For our example, we’re going to use a 30yr fixed rate mortgage at 5.5% and a loan amount of $200k – you’ll see these figures in the top row highlighted in yellow. To the right, in the same row, you’ll see the monthly payment for this mortgage in BLUE, this is your minimum required payment. Beside that, in GREEN, is the total amount of money that comes out of your pocket to pay off that $200k mortgage (principal plus total interest paid) over the 30 year period. And lastly, in ORANGE, you’ll see the total amount of interest you’ll pay over the course of the loan. If you’re turned around on how exactly interest and payments are calculated, you can visit our mortgage calculators page to get yourself oriented.
If you look at the second line, in PURPLE, you’ll see how the first payment is broken down. Of the $1135.58 – $218.91 (19%) goes toward your principal, and the rest ($916.67) covers the interest. Now take a look at the loan balance in line one – that $218.91 barely made a scratch in the principal. Next, let’s move down to the fourth mortgage payment on line two (4). The required payment is the same but the principal and interest portions have shifted slightly. As the months go by, you’ll see that more of your monthly payment is going toward the principal as the overall loan balance decreases. So that’s the basics of an amortization schedule. If you want me to email you a blank excel spreadsheet that you can fool around with on your own, just email me.
Now let’s look at how making extra payments will affect these numbers. Let’s just say, that after running over your monthly budget, things are looking good and you have $200 extra that you’d like to put toward your mortgage every month. So you make the commitment and start adding that 200 onto your payment. If you stick with it until the end, below is what your updated amortization table will look like. Check out the principal column – you’re nearly doubling the contribution with that extra $200 during the months shown. The percentage of your payment going to the principal goes from 19% to 37%. MOST importantly, compare the total payments (green) and the total interest paid (orange) – by making these extra payments – you’re skipping out on $97,826 worth of interest – not bad at all.
Lastly, let’s look at the affect of these payments on the payoff period. Typically the 30 yr fixed rate loan would take 360 payments to pay off – 12 per year for 30 years. But, because we’ve made our extra payments, we’ve almost cut the loan term in half – from 30 years to 17 years and two months.
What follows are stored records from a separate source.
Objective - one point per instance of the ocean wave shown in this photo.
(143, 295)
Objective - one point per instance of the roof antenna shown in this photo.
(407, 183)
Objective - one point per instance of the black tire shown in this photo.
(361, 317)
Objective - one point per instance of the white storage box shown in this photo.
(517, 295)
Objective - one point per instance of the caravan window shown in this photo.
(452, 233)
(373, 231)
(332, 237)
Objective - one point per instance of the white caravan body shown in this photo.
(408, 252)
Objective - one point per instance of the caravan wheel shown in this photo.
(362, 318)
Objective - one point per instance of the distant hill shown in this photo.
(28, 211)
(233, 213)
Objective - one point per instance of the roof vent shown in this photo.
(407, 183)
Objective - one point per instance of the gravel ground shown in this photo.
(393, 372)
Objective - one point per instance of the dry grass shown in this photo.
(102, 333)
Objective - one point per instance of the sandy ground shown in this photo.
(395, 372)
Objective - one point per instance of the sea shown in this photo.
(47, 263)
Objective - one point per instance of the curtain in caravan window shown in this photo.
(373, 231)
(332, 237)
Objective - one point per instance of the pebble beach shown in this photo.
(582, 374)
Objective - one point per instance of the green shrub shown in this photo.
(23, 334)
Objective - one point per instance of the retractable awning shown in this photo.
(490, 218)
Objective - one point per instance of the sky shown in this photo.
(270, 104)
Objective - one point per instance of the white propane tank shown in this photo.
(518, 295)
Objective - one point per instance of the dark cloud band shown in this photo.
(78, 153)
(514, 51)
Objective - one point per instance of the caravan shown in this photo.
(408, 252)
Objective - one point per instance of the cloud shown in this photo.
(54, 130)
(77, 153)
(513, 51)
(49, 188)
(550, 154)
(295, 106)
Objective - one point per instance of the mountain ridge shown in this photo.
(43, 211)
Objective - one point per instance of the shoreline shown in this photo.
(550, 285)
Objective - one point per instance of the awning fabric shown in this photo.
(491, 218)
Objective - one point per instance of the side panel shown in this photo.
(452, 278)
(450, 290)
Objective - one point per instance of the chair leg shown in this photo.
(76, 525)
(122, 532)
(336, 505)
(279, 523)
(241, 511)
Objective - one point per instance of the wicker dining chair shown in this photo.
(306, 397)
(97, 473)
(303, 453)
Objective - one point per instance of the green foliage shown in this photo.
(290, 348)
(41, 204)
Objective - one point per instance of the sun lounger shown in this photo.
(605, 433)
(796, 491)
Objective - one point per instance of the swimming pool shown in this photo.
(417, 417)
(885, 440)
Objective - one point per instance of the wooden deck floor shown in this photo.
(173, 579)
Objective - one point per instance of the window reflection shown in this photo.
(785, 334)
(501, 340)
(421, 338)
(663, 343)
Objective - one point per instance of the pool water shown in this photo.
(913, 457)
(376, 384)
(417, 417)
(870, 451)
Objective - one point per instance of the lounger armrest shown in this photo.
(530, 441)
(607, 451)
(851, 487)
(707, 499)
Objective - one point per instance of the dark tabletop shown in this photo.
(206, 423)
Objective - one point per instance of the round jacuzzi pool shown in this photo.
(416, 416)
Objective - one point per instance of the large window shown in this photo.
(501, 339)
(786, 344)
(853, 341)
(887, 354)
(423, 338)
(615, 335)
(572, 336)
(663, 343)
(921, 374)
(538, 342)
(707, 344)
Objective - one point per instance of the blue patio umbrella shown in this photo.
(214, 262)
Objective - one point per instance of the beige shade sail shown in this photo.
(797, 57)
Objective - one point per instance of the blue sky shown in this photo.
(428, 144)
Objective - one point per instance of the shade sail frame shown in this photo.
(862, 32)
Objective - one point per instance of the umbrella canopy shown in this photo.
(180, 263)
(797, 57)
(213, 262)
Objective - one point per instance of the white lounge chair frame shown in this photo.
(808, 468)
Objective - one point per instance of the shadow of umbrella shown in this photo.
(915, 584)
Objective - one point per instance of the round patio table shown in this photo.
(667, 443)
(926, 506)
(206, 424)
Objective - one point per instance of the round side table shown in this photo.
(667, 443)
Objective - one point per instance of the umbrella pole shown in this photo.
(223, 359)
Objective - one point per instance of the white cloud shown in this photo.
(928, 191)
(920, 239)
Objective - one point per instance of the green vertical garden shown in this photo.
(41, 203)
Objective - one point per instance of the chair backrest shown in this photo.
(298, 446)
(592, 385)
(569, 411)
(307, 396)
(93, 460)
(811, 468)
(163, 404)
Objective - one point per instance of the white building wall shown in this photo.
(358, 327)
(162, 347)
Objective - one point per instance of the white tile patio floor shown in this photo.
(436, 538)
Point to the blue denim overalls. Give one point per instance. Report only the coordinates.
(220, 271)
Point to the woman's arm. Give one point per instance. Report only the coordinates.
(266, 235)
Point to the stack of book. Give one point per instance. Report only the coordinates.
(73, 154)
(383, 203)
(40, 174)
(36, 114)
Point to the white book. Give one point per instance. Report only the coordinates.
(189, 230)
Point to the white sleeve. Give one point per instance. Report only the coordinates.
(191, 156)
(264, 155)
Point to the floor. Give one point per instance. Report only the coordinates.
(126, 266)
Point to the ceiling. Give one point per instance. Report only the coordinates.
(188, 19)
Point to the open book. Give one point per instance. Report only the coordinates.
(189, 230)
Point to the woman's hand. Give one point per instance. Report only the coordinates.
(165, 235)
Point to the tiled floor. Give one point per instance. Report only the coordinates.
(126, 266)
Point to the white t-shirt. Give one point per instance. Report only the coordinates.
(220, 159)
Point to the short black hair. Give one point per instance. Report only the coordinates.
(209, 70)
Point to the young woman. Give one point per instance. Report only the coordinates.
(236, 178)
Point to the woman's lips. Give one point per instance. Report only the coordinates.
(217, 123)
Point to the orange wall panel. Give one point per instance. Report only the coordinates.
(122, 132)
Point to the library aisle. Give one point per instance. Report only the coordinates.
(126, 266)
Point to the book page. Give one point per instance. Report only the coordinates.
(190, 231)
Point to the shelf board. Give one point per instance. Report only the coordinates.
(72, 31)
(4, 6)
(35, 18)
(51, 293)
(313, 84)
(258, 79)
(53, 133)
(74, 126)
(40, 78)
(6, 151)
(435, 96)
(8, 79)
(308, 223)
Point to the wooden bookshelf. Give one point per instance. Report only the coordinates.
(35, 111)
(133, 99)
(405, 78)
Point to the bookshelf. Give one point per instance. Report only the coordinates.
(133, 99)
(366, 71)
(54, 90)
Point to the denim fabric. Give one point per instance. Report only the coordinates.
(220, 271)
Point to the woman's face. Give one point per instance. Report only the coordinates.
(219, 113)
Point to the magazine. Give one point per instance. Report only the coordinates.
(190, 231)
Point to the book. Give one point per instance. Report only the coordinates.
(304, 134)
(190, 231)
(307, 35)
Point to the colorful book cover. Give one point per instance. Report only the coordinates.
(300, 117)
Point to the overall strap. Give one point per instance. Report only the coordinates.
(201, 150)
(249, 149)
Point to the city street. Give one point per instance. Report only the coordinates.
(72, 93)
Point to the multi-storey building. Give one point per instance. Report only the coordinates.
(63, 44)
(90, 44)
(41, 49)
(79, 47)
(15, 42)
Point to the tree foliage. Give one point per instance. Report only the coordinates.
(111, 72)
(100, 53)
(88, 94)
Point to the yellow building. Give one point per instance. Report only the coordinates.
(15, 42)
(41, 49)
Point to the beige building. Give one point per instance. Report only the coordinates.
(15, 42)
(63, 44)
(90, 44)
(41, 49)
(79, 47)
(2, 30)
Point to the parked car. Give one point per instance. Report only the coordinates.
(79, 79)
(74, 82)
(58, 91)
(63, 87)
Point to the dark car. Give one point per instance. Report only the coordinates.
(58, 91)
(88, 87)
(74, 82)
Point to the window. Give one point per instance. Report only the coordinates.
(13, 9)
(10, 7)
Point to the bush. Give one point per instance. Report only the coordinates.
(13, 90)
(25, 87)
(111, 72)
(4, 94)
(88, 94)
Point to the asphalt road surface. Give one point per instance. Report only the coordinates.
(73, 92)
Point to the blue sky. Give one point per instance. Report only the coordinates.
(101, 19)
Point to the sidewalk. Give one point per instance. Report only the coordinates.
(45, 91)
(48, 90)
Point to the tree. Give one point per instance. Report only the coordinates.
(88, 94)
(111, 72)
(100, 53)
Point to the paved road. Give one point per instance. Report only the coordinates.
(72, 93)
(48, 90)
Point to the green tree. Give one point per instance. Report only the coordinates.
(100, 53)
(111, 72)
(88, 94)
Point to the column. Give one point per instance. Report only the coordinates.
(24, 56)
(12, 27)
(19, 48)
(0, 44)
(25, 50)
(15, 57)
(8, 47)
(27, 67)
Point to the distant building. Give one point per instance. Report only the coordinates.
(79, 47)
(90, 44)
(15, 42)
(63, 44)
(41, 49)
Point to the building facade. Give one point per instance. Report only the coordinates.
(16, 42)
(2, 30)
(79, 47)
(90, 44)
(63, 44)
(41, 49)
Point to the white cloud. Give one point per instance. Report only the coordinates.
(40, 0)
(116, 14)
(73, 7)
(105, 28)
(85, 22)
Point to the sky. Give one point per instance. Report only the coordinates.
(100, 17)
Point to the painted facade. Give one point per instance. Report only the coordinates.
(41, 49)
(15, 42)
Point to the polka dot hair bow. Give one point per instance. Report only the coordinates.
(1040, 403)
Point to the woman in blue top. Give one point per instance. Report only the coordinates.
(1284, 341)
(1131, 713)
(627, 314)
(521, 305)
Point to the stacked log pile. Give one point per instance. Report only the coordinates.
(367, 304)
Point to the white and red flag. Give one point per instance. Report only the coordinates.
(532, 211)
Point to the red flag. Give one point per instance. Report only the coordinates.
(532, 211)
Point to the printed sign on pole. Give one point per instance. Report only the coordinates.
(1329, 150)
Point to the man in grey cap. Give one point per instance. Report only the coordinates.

The long and short of it is this: we’ve put quite a bit of money toward the mortgage than we had to, but we saved a ton and shortened the term of the loan. I really suggest this strategy to those who plan on staying in their home for quite a while and who really want to get this monthly payment off their books. It’s definitely not for everyone and there are some other (better) ways your money could be working for you, but regardless, lots of folks want to pursue this avenue and I thought I’d give a clear explanation of how what affects it has on your loan.